The Danger in Republican Climate Denial

Climate change is an issue so uniquely suited to the needs of the dying global left that it feels too perfectly tailored to be a coincidence.  We are being asked to accept that the accumulating exhaust of the Industrial Revolution is cranking up the planet’s thermostat, threatening to turn our blue marble brown unless we all decide to ride bikes and eat bugs.  Climate change sounds very much like a dead Hippie’s revenge.

Republicans can’t be blamed for harboring skepticism, but we must realize that our strategy of blind blanket denial is developing into a political suicide pact.  We must find a smarter approach to this problem while we still have time.

The Earth’s climate is getting warmer and our carbon emissions are a factor in that heating.  There is no credible scientific consensus that questions those two facts.

We must stop wheeling in crank “scientists” who wield tactics borrowed from the tobacco industry to “debunk” the credible research on climate change.  Once we accept those two undisputed realities there is an absolute wonderland of authentic uncertainty waiting beyond those them.  That is the realm where real uncertainty lies and where the policy response to climate change can still be shaped.

For example how much, exactly, of the Earth’s warming can be attributed to human activity?  Certainly a lot, but no precise figure can be agreed on.  How much warmer will it get and under what circumstances?  Three researchers can give you five answers.

Let’s not forget the most troubling unanswered question: how much do we need to reduce our carbon output to achieve a specific decline in warming?  No one can respond with confidence, let alone precision.  Some scientists expect that regardless what action we take, it may take centuries to mitigate the impact of human-influence climate change.

So how do we address policy questions like whether to implement a carbon tax?  Conservatives will lose the credibility required to even participate in that and other policy debates if we continue to tolerate the ridiculous notion that climate change is a hoax.

On a political level, Republicans must not confuse climate change with other science vs. belief issues.  On this issue public opinion will eventually move in the direction of established facts regardless of how much distortion we generate.

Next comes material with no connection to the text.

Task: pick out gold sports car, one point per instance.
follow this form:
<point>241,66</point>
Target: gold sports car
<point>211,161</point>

We can give hedged answers on the age of the universe with little consequence.  Denying the reality of evolution won’t cause anyone to lose their favorite beach house, or for that matter, their favorite island.  Climate change, on the other hand, is becoming apparent enough to the average layman to affect their holiday plans.  We cannot swim against this scientific tide much longer.

When public opinion comes into line with the established science, our denialist position will cost us our opportunity to participate in shaping policy.  We are setting ourselves up for a sudden, catastrophic political collapse which could spread beyond this single issue.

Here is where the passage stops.